In support of the enthusiasm: it is about a “youth” movement, but one that also includes other elements. We have often pointed to the fact that young people more directly perceive the absence of any perspective within the framework of capitalism and that, simultaneously, they feel less attached to the system, and more critical of it. Those characteristics also generate the possibility of new discussions, the transmission of experiences (for example coming from the elderly who lived under the Franco dictatorship). As Henri Simon posted on the Network, we have to be modest, and to learn from these movements, the way in which they are self-organized in the handling of the various questions (food, trash, health care, the holding of assemblies, of making decisions, the exclusion of the political parties as such). We have also pointed to the use of new technologies and the social networks to communicate information and to organize the demonstrations.
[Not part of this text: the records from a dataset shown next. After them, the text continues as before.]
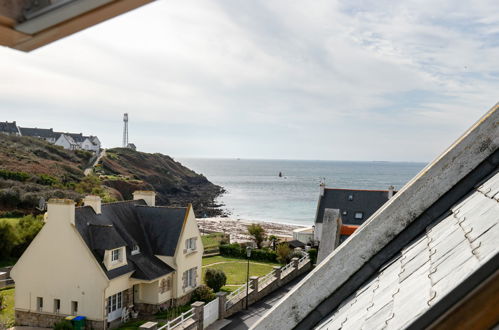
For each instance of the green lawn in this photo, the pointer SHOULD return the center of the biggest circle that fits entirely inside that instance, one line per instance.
(7, 314)
(211, 241)
(235, 269)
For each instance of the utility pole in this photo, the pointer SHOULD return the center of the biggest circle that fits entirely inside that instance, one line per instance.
(125, 130)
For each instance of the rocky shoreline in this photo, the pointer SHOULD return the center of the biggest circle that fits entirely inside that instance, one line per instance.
(237, 228)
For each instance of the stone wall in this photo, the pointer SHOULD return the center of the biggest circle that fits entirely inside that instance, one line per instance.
(47, 320)
(256, 293)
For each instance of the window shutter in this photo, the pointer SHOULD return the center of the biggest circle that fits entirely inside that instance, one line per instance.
(195, 276)
(184, 280)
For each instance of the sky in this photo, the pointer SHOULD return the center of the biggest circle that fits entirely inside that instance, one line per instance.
(330, 80)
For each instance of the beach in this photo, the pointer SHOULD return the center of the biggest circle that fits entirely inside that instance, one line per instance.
(237, 228)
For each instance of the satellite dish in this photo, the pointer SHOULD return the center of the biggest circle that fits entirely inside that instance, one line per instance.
(42, 206)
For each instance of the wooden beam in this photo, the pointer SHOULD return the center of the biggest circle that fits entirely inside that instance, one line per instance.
(12, 38)
(478, 310)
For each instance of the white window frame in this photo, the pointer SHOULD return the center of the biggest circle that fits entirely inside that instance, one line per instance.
(358, 215)
(135, 250)
(191, 277)
(74, 307)
(114, 302)
(57, 306)
(115, 255)
(190, 244)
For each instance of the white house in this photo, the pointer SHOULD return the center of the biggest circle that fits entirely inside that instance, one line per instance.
(99, 259)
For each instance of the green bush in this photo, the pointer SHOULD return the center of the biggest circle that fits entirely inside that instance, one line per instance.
(8, 239)
(63, 325)
(17, 176)
(46, 180)
(283, 253)
(215, 278)
(203, 293)
(27, 228)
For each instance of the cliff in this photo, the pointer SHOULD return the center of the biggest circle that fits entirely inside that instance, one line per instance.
(32, 171)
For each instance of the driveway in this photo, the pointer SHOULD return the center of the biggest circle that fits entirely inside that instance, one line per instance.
(246, 318)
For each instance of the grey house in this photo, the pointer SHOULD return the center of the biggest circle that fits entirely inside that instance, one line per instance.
(428, 258)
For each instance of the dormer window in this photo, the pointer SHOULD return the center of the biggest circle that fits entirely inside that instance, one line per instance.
(359, 215)
(190, 244)
(115, 255)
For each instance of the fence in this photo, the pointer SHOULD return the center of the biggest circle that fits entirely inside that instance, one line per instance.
(178, 321)
(211, 312)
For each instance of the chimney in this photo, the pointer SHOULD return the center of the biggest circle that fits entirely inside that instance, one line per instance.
(94, 202)
(60, 210)
(390, 191)
(148, 196)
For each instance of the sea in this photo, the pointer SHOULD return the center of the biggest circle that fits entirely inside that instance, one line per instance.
(255, 191)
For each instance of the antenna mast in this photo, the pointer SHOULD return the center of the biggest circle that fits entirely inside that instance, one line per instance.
(125, 130)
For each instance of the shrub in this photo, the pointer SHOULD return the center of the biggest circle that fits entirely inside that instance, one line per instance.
(8, 239)
(258, 233)
(313, 255)
(27, 228)
(46, 180)
(10, 175)
(283, 252)
(63, 325)
(236, 250)
(203, 293)
(215, 278)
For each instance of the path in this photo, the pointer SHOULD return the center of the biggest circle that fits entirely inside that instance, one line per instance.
(246, 318)
(89, 170)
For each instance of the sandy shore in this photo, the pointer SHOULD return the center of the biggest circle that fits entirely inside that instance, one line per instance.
(238, 228)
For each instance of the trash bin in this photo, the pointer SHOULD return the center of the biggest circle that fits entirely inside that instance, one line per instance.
(79, 323)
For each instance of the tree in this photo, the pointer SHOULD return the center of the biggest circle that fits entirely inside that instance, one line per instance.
(258, 233)
(283, 252)
(215, 279)
(203, 293)
(273, 240)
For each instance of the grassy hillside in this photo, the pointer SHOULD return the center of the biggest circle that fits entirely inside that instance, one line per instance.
(126, 170)
(31, 169)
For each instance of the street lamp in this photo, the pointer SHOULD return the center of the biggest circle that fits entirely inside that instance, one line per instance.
(248, 254)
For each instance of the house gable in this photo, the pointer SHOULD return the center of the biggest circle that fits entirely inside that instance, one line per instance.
(58, 265)
(184, 258)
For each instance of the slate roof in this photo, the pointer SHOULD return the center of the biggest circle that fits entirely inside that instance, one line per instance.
(427, 269)
(349, 202)
(420, 255)
(9, 128)
(155, 230)
(39, 132)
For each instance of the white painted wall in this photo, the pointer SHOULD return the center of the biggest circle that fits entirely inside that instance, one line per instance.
(59, 265)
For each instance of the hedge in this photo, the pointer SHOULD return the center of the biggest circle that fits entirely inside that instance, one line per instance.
(235, 250)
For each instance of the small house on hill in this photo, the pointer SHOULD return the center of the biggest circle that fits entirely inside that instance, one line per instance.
(428, 259)
(101, 260)
(355, 205)
(9, 128)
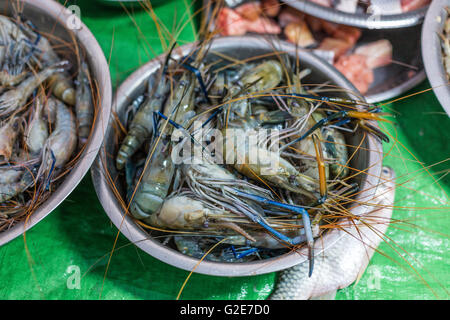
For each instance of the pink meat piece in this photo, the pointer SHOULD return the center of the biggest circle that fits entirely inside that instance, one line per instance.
(299, 34)
(354, 68)
(314, 24)
(325, 3)
(410, 5)
(263, 25)
(250, 10)
(270, 7)
(289, 15)
(347, 33)
(329, 27)
(378, 53)
(230, 23)
(338, 46)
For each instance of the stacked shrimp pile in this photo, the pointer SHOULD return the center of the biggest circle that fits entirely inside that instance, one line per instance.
(38, 126)
(256, 208)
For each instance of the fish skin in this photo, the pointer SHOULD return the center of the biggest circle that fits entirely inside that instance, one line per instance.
(346, 260)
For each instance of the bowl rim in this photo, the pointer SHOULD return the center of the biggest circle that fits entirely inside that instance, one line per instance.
(364, 21)
(140, 237)
(432, 52)
(97, 62)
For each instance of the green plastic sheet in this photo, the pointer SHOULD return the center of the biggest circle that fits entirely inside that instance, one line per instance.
(66, 255)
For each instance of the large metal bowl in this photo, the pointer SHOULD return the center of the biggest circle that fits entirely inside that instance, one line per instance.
(365, 21)
(432, 51)
(51, 17)
(236, 47)
(389, 81)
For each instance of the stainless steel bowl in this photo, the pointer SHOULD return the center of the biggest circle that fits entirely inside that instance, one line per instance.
(51, 17)
(239, 48)
(365, 21)
(432, 51)
(389, 81)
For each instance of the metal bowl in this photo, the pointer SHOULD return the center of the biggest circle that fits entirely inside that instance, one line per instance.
(239, 48)
(389, 81)
(49, 16)
(432, 51)
(395, 79)
(365, 21)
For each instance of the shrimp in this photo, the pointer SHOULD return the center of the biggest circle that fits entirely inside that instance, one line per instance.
(60, 83)
(84, 107)
(260, 78)
(9, 80)
(10, 190)
(9, 175)
(157, 178)
(14, 99)
(37, 132)
(185, 213)
(268, 165)
(62, 141)
(446, 44)
(141, 126)
(8, 135)
(336, 149)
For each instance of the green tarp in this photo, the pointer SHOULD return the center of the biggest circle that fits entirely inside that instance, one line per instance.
(77, 238)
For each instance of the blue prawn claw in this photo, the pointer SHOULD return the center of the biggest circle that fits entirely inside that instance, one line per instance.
(296, 209)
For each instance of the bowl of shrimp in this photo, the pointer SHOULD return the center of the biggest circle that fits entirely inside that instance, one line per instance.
(55, 96)
(436, 50)
(176, 173)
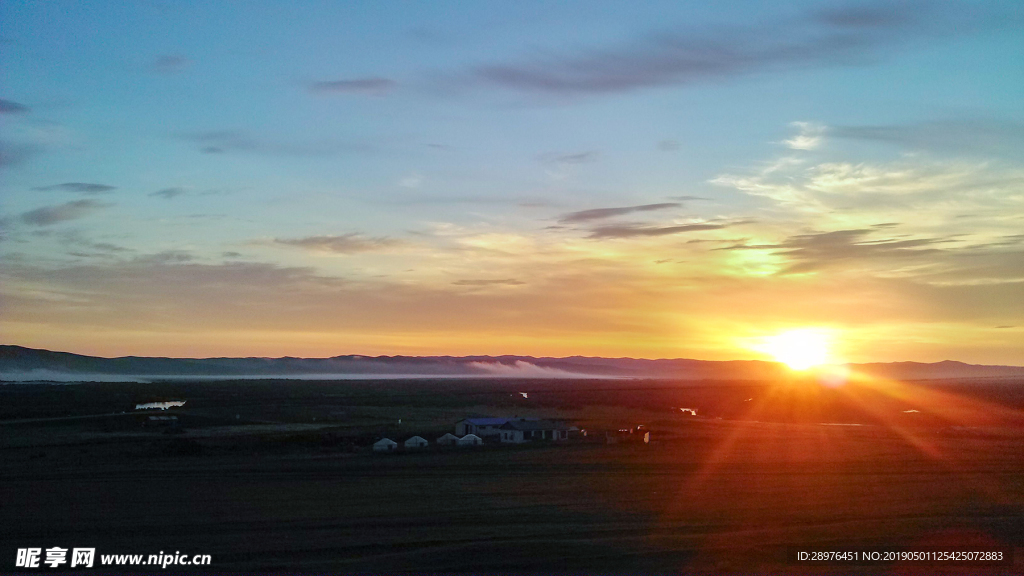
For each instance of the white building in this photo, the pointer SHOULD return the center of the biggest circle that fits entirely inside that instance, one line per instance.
(518, 432)
(470, 440)
(416, 442)
(479, 426)
(448, 440)
(385, 445)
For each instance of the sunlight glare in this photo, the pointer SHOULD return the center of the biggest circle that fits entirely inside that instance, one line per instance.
(800, 348)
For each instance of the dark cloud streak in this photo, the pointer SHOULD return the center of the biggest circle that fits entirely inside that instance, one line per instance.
(633, 231)
(600, 213)
(368, 86)
(350, 243)
(81, 188)
(69, 211)
(850, 35)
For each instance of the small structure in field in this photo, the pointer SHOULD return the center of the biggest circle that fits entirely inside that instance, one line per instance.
(385, 445)
(470, 440)
(162, 422)
(479, 426)
(638, 434)
(448, 440)
(520, 430)
(416, 442)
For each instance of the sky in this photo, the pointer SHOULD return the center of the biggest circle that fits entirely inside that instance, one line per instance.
(655, 179)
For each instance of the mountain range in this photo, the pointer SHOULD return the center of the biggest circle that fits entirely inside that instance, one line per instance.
(18, 363)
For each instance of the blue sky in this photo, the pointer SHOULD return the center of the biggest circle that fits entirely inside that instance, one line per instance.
(327, 177)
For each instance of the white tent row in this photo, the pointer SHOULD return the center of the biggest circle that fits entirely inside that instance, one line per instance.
(388, 445)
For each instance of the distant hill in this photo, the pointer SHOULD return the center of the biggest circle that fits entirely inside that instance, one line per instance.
(18, 363)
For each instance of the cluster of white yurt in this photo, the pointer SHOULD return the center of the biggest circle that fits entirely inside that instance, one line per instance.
(453, 440)
(388, 445)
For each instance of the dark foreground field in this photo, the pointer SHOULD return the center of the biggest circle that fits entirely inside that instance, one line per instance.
(293, 494)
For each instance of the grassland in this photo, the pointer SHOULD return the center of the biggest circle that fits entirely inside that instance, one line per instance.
(276, 477)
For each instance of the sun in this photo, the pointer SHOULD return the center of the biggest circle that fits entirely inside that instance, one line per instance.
(800, 350)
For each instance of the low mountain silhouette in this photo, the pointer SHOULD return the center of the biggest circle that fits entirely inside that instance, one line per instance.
(18, 363)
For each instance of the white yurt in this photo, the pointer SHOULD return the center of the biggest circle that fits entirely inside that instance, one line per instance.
(385, 445)
(448, 440)
(470, 440)
(416, 442)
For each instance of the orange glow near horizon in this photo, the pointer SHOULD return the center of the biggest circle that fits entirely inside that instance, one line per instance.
(800, 350)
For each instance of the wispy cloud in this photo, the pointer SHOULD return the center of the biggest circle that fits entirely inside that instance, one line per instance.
(848, 35)
(169, 193)
(576, 158)
(81, 188)
(814, 251)
(224, 141)
(499, 282)
(368, 86)
(69, 211)
(15, 154)
(962, 135)
(350, 243)
(170, 64)
(601, 213)
(632, 231)
(8, 107)
(809, 136)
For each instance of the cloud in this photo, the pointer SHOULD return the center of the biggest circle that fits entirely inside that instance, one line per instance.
(523, 369)
(170, 64)
(169, 193)
(81, 188)
(62, 212)
(632, 231)
(412, 180)
(886, 189)
(814, 251)
(960, 135)
(809, 137)
(846, 36)
(369, 86)
(224, 141)
(350, 243)
(500, 282)
(578, 158)
(14, 154)
(600, 213)
(8, 107)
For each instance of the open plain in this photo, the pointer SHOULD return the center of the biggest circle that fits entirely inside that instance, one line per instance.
(280, 478)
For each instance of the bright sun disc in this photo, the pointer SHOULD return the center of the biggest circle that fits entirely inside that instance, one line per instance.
(799, 350)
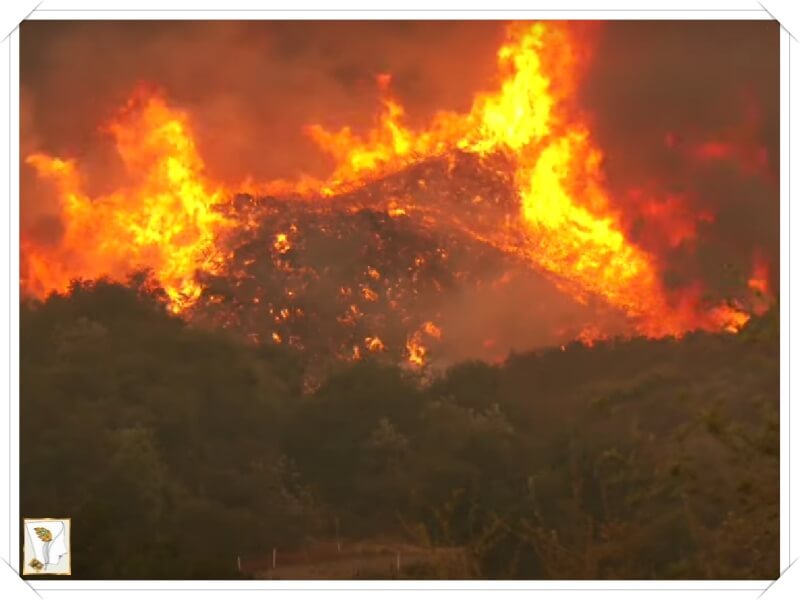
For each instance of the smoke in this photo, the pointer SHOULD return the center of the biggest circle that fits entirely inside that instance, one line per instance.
(689, 110)
(685, 112)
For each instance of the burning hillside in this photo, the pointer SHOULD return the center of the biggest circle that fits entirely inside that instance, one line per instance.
(503, 205)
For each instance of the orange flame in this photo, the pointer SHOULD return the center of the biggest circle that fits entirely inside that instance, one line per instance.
(166, 221)
(566, 224)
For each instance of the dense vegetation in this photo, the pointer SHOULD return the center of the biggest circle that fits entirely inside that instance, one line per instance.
(174, 450)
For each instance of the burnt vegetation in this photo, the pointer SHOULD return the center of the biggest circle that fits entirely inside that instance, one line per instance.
(176, 449)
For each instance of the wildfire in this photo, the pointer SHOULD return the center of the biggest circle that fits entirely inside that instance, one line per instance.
(165, 220)
(565, 223)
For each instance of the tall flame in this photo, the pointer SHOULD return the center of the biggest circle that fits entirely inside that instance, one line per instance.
(567, 224)
(166, 221)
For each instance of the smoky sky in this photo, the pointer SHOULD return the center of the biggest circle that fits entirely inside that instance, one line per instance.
(652, 92)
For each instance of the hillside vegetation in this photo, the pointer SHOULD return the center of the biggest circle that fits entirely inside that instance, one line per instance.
(176, 450)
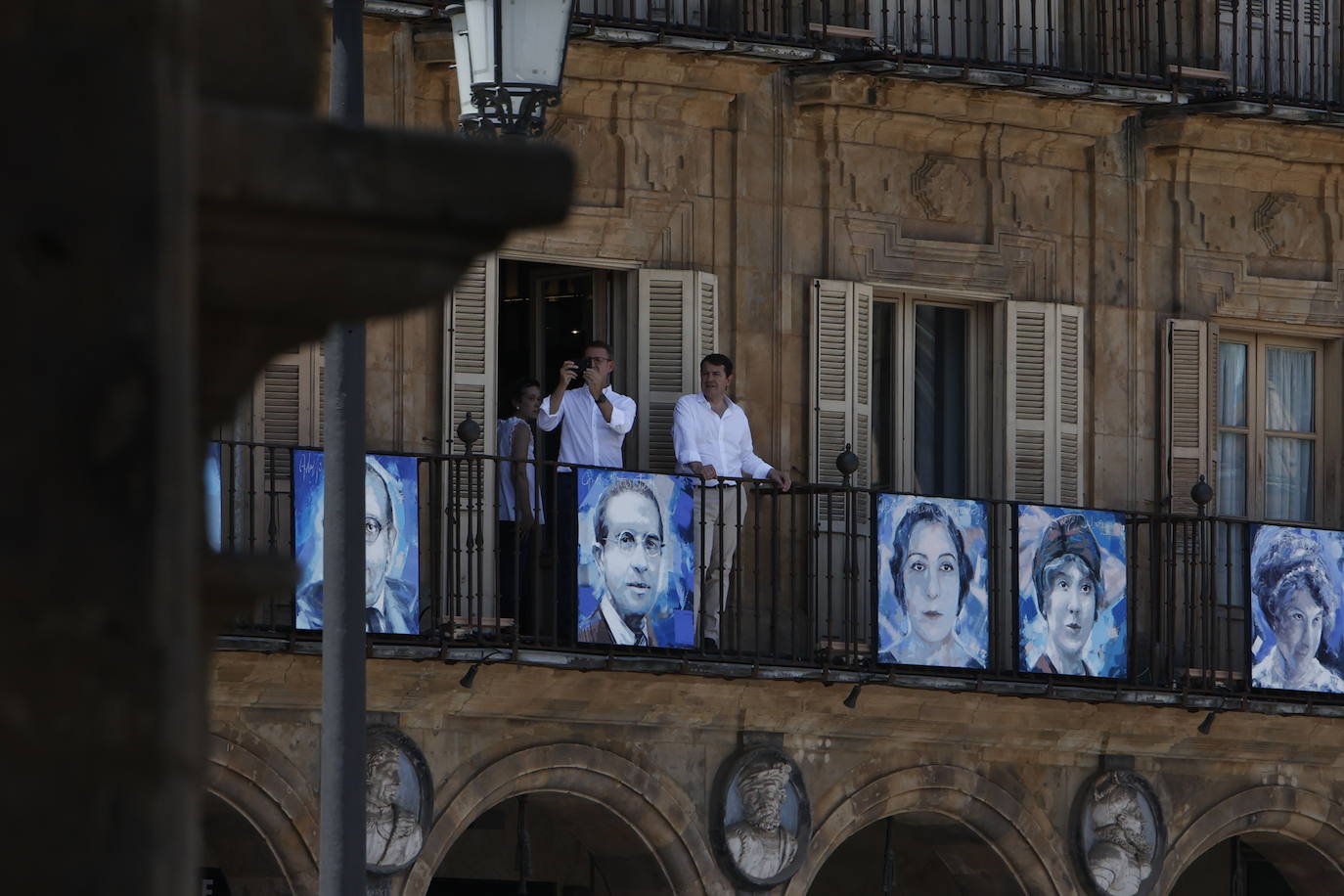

In support of criticism: we have emphasized the “pacifism,” the “legalism,” of such movements, the absence of directly challenging the violence, of the state, the absence of putting the value-form in question, the absence of being able to give a real perspective to the movement, characteristics that make these movements more easily co-opted. In the same way, the use of new technologies and the social networks could create more smoke than fire, and be quickly extinguished. Many critical texts of this type circulate on Internet sites, criticizing both the Spanish indignatos and the demonstrators on Syntagma Square.

4. Conclusions

If we can probably agree on the “objective” conditions governing the sudden appearance of the uprisings and revolts of these past few months, it will undoubtedly be more difficult to agree on what these movements represent for the development of the consciousness of the necessity and the possibility of another social form. I think that that’s a difficulty about the upheavals themselves, and that the divergent appreciations are the strength, rather than a weakness, of the discussion. I would say that the “riots,” the occupations of public places, are one transitory moment, one moment in the development of the expression of dissatisfaction, but a fragile and confused expression. One can formulate the “perspective” in a series of options, which are perhaps simultaneously present in the movements and create a tension there:

Either the demands are focused on “real democracy” and the designated target are the banks, the IMF, corruption, Or the demand is the abolition of capitalism, and the targets are the abolition of wage-labor and the law of value. The first path leads to the recuperation of the movement by the left, the leftists, and capital. Pro-revolutionaries must, in their intervention, insist on the second path, with the risk of being confronted with incomprehension or contempt within the demonstrations;

Either the working class will unleash strikes, confrontations with the state, will assert its power, will forge links with these movements occupying the public space, etc… OR these movements will burn out (be recuperated), only to be re-ignited later.